Wines I'm Making: 2022 Cabernet Pressed

Yesterday (October 15) I pressed our 2022 wine – Cabernet Sauvignon/Cabernet Franc and Sangiovese together for the first time in the 19 years I've been making wine from our backyard vineyard. Because there was so much damage to the Sangiovese this time from the September heat wave that hit us, making rosé (as we usually do from the Sangiovese) didn't make much sense; there wasn't enough fruit. After a 15-day fermentation, we ended up with just under 11 gallons of new wine from the blend of grapes, and that will yield about 10 gallons of finished wine (50 bottles). For various reasons, I was unable to get the yeast I usually use and ended up using the Prise de Mousse strain, which is designed for white wine and rosé fermentations, so a lot in 2022 will be unusual. The wine is likely to be somewhat different from what we usually make, but we won't know for about a year, when the wine is ready to bottle. 




Sunday, October 9, 2022

Wines I'm Making: Harvest 2022

2022 was a difficult year for winemaking for us for a number of reasons. The main problem was that harvest coincided this year with the Sonoma County Art Trails open studio event I participate in, and there was a Santa Rosa Symphony concert on the weekend of harvest (also the second weekend of Art Trails, October 1 & 2; I do the backstage photography for the Symphony). There was a severe, week-long heat wave (with temperatures reaching 118º in Santa Rosa at the peak in September). We even had hail early in the year, although that caused little harm.
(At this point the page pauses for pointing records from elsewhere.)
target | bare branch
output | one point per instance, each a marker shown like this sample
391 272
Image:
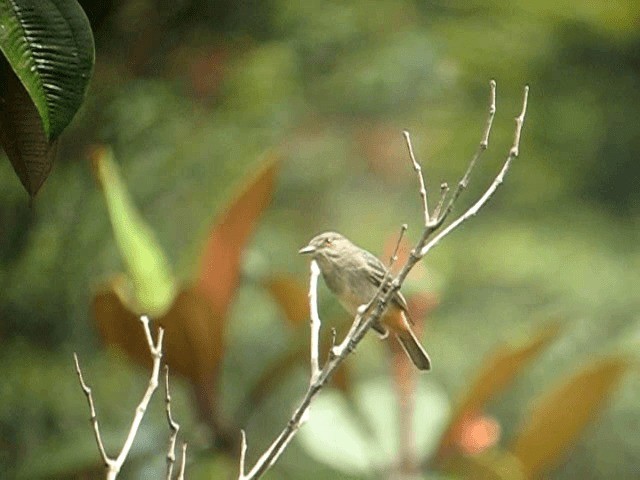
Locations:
174 427
243 453
515 149
370 313
183 461
484 144
114 465
418 170
513 153
444 190
92 412
156 353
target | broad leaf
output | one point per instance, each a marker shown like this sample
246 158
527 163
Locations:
496 373
21 134
193 344
490 465
49 45
219 272
559 416
149 271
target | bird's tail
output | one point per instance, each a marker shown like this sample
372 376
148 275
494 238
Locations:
414 350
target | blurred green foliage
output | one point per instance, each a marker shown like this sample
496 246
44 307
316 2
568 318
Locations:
190 94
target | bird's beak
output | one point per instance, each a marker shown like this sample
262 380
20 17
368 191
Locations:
307 249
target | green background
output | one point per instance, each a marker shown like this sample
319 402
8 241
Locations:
191 93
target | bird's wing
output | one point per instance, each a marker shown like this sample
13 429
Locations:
376 272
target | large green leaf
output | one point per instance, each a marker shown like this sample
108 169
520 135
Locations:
153 286
49 45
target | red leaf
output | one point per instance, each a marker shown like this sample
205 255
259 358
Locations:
219 272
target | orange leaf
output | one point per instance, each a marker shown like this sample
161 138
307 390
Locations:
22 134
219 270
291 296
496 373
560 415
492 464
193 342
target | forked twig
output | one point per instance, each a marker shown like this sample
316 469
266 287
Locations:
370 313
113 465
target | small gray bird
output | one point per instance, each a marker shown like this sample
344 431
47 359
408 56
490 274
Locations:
355 275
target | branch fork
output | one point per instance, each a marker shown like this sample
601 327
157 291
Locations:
371 312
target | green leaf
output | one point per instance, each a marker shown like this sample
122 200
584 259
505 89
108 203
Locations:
21 134
49 45
334 436
153 285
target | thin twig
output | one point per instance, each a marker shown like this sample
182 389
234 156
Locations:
92 412
444 190
418 170
484 144
114 465
367 315
243 453
183 461
174 427
315 321
513 153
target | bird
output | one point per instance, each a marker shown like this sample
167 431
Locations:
354 275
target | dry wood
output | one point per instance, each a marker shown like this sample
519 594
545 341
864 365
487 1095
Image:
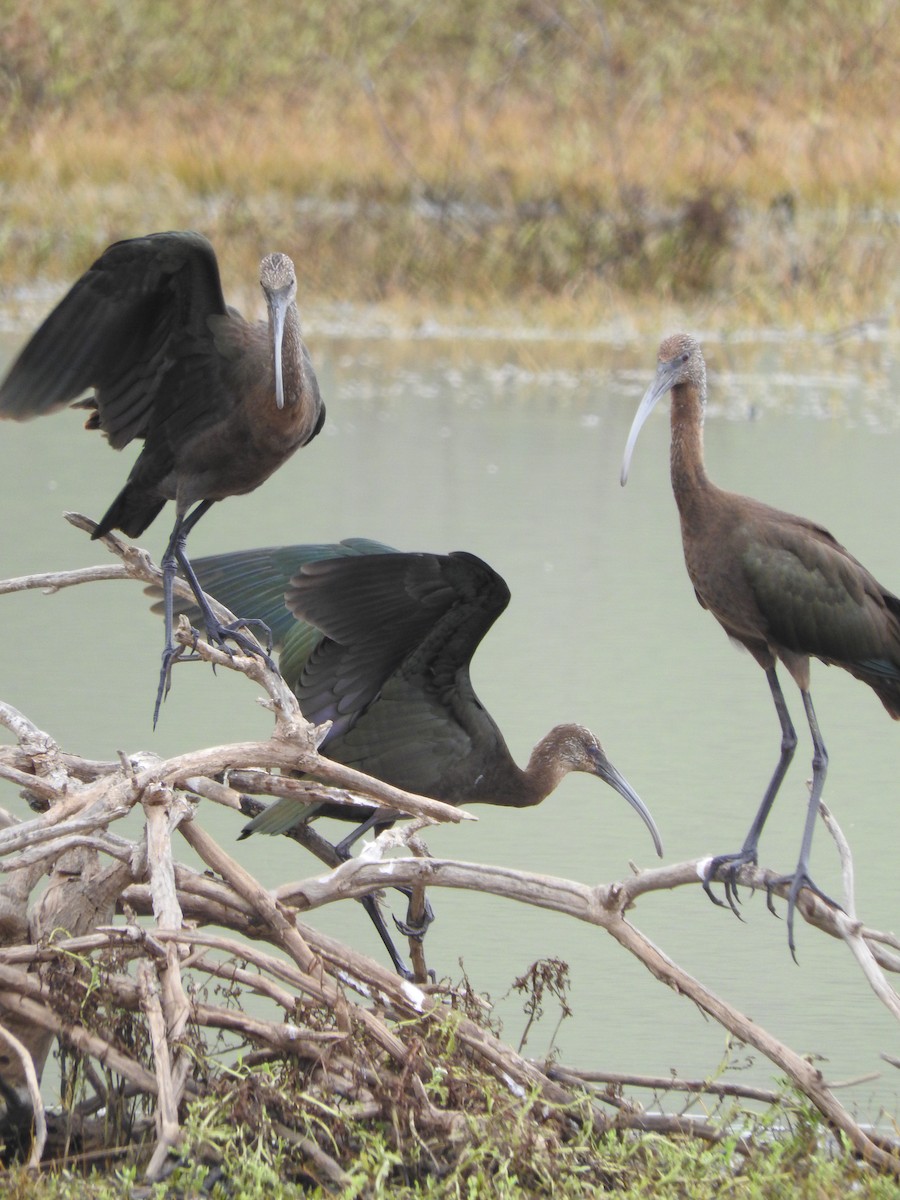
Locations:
306 978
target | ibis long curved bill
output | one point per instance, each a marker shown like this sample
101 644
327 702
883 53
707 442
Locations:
664 381
610 775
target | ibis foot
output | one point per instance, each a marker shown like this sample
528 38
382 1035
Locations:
411 927
216 635
729 865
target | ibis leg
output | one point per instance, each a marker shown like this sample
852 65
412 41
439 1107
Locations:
177 556
730 864
408 928
333 856
801 877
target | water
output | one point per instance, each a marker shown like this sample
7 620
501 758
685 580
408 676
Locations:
511 450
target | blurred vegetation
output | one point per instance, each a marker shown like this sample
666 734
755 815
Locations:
570 157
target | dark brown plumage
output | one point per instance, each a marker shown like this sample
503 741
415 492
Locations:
379 643
220 403
777 583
The result of all this was that there was a lot of damaged fruit this year (the Sangiovese, in particular, suffers from the heat and drought) and I was pressed for time during the initial stages of the winemaking. We got so little Sangiovese that for the first time in many years we will make no rosé this year. There were many split berries and these were being visited by swarms of honeybees and yellow jackets. 

I threw the Sangiovese in with the Cabernet to make a field blend. Unable to get to The Beverage People (our local wine supply store) at the right time, I gave up trying to buy the yeast I wanted and started the Cabernet/Sangiovese fermentation with a vial leftover from last year, Prise de Mousse. Prise de Mousse is a strain optimized for white wine and rosé fermentations, but I imagine it will work to make a red wine well enough. We ended up with about 15 gallons of crushed grapes and juice. The grapes were harvested on September 30 at about 24.5º Brix. We got about 119lbs of Cabernet. I didn't weigh the Sangiovese, but it was probably another 20lbs or 30 lbs. 
 
I'm not sure what the result will be. The proof will be in the wine. I look forward to trying the finished wine, probably about a year from now. On a bit of a tangent, I got stung by a dead bee while de-stemming the grapes, not by a live bee but by a dead bee that had become mixed up in the crushed grapes. So, now, if anyone ever asks me "Was you ever bit by a dead bee?" I can say "yes."